- ICH GCP
- US Clinical Trials Registry
- Clinical Trial NCT00964496
Long-term Effects of Thalidomide for Recurrent Gastrointestinal Bleeding Due to Vascular Malformation
Long-term Effects of Thalidomide for Recurrent Gastrointestinal Bleeding Due to Vascular Malformation : An Open-label, Randomized, Parallel Controlled Study
Background: Repeated episodes of bleeding from gastrointestinal vascular malformations refractory to endoscopic or surgical therapy often pose a major therapeutic challenge.
Methods: The investigators performed a randomized, parallel controlled study of thalidomide as a therapy for recurrent gastrointestinal bleeding due to vascular malformation. Patients with at least six episodes of bleeding in the prior year due to vascular malformation were randomly grouped, prescribed a four-month regimen of either 25 mg of thalidomide or 100 mg of iron orally four times daily, and monitored for at least one year. The primary end point was defined as the patients whose rebleeds decreased from baseline by ≥ 50% at 12 months and the cessation of bleeding. Rebleeding was defined based on a positive fecal occult blood test (FOBT) (monoclonal colloidal gold color technology) at any visit after treatment. Secondary outcomes included the participants dependent on blood transfusions and changes from baseline in transfused packed red cell units, bleeding episodes, bleeding durations, and hemoglobin levels at 12 months. Statistical significance was defined at P < 0.05.
Study Overview
Status
Conditions
Intervention / Treatment
Detailed Description
Protocol Description:
This is an exploratory, randomized, parallel controlled study of thalidomide for recurrent gastrointestinal bleeding from vascular malformations.

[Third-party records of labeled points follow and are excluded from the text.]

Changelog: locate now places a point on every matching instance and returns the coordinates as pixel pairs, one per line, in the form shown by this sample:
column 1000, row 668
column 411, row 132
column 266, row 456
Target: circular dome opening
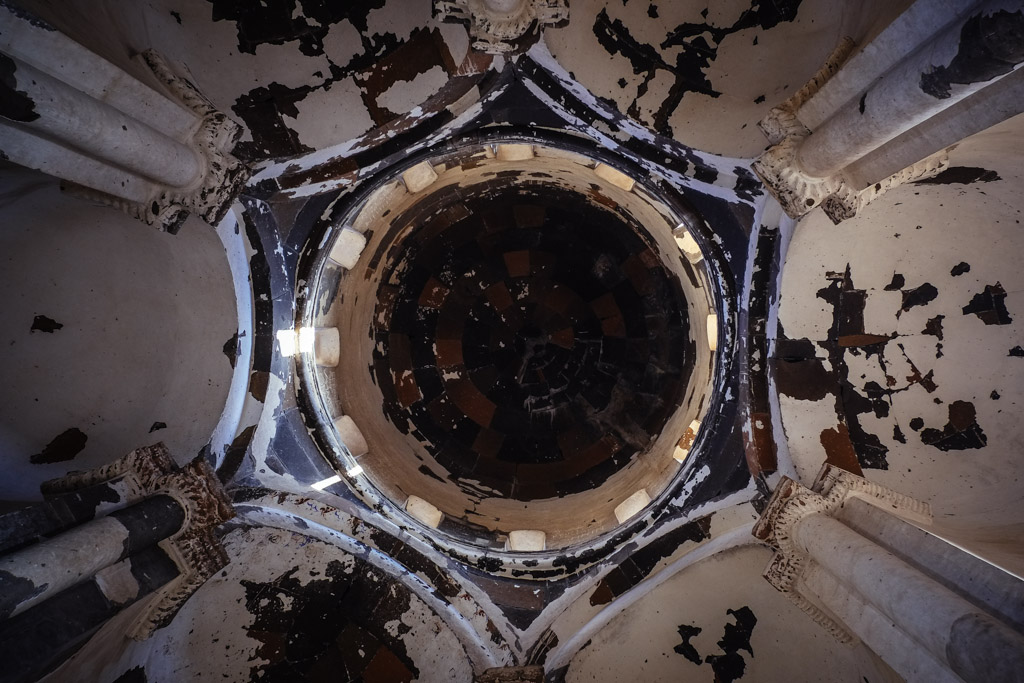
column 522, row 344
column 529, row 339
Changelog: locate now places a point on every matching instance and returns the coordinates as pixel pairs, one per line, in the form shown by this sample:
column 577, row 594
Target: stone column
column 67, row 112
column 848, row 557
column 940, row 72
column 36, row 573
column 139, row 527
column 38, row 640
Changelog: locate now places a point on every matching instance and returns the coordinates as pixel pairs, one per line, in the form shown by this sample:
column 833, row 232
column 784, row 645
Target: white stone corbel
column 495, row 26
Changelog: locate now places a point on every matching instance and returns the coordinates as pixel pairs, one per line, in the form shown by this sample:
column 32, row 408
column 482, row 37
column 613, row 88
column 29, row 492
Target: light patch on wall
column 422, row 511
column 324, row 483
column 403, row 96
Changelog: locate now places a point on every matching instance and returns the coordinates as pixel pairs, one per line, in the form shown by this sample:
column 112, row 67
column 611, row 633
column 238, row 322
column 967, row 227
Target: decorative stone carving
column 792, row 502
column 195, row 549
column 497, row 26
column 799, row 191
column 223, row 175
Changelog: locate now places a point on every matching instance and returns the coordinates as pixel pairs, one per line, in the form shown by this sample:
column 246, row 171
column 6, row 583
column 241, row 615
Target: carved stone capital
column 195, row 549
column 797, row 190
column 793, row 502
column 495, row 26
column 214, row 136
column 139, row 471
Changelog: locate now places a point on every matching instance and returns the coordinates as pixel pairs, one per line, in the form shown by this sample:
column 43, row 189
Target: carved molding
column 141, row 469
column 793, row 502
column 195, row 549
column 495, row 30
column 222, row 178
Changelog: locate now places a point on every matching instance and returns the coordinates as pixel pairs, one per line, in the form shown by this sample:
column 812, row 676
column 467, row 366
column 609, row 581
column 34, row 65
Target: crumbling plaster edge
column 288, row 515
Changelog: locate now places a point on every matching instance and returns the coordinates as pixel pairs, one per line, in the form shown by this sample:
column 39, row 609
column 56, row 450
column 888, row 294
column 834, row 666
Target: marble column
column 140, row 527
column 158, row 155
column 883, row 115
column 855, row 557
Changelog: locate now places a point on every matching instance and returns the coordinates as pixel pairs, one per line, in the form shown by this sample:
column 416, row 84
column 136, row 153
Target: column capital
column 799, row 191
column 793, row 502
column 195, row 549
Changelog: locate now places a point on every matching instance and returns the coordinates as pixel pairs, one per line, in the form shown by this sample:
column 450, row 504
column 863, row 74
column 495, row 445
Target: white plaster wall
column 922, row 231
column 784, row 643
column 144, row 318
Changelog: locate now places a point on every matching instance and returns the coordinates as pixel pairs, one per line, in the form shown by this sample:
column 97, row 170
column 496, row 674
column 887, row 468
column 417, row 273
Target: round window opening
column 514, row 345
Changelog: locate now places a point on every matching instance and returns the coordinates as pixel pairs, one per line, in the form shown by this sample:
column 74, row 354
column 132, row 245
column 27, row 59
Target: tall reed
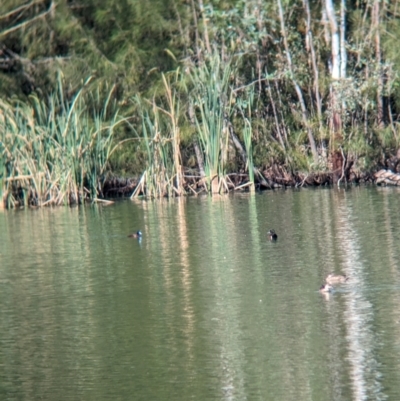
column 53, row 152
column 212, row 99
column 160, row 133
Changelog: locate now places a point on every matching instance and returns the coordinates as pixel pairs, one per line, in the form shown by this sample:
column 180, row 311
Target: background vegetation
column 206, row 89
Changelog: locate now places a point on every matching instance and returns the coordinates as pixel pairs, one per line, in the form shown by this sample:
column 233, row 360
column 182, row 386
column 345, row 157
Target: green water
column 204, row 307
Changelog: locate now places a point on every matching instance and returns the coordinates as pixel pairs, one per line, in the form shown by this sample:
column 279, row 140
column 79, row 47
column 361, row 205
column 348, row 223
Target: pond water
column 204, row 307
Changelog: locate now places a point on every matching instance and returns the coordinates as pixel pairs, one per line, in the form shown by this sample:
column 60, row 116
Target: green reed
column 53, row 152
column 160, row 135
column 211, row 97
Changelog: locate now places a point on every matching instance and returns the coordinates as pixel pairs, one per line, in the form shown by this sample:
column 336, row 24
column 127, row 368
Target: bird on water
column 272, row 235
column 137, row 234
column 336, row 279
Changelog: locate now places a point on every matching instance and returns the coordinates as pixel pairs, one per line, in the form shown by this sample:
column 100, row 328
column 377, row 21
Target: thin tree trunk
column 336, row 121
column 343, row 52
column 296, row 85
column 313, row 61
column 378, row 57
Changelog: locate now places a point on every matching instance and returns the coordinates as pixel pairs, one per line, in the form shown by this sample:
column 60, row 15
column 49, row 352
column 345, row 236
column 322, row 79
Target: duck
column 336, row 279
column 137, row 234
column 272, row 235
column 326, row 288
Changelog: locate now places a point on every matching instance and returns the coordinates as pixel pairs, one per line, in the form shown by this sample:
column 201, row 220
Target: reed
column 212, row 99
column 53, row 152
column 160, row 134
column 244, row 106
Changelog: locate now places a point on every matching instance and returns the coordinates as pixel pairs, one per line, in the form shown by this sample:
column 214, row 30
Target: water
column 204, row 307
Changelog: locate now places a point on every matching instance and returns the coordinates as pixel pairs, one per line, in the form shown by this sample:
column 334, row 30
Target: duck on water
column 272, row 235
column 137, row 234
column 336, row 279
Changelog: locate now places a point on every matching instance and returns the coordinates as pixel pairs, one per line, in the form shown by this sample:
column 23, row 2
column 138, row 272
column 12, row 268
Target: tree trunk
column 338, row 73
column 378, row 57
column 309, row 39
column 296, row 85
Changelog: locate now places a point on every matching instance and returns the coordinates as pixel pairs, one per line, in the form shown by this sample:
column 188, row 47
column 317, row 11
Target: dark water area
column 204, row 307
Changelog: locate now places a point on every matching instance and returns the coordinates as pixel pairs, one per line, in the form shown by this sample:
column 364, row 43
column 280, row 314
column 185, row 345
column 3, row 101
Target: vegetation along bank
column 102, row 98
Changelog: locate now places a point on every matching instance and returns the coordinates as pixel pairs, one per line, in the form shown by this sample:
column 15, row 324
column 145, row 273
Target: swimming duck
column 326, row 288
column 336, row 279
column 272, row 235
column 137, row 234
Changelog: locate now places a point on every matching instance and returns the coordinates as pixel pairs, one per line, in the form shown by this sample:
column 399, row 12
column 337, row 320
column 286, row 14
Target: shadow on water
column 204, row 306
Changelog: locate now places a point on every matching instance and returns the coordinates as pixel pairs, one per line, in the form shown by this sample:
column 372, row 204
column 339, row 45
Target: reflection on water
column 204, row 307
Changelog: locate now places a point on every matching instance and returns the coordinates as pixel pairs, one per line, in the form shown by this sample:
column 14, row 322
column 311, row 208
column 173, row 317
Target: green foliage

Informed consent was taken from all subjects and the Institute Ethics Committee approved the study protocol. All procedures were in accordance with the Declaration of Helsinki. The study was supported by no pharmaceutical funding.
Study design and Intervention:
From Nov. 2004 to Nov. 2007, patients with repeated episodes of chronic gastro-intestinal bleeding due to vascular malformations identified by oesophagogastroduodenoscopy, capsule endoscope or double-balloon endoscope were enrolled (according our enrollment criteria).
The patients were randomly assigned to receive a four-month course of either 25 mg of thalidomide or 100mg iron orally at daily time 6 a.m.,12 noon,6 p.m. and 10 p.m., respectively.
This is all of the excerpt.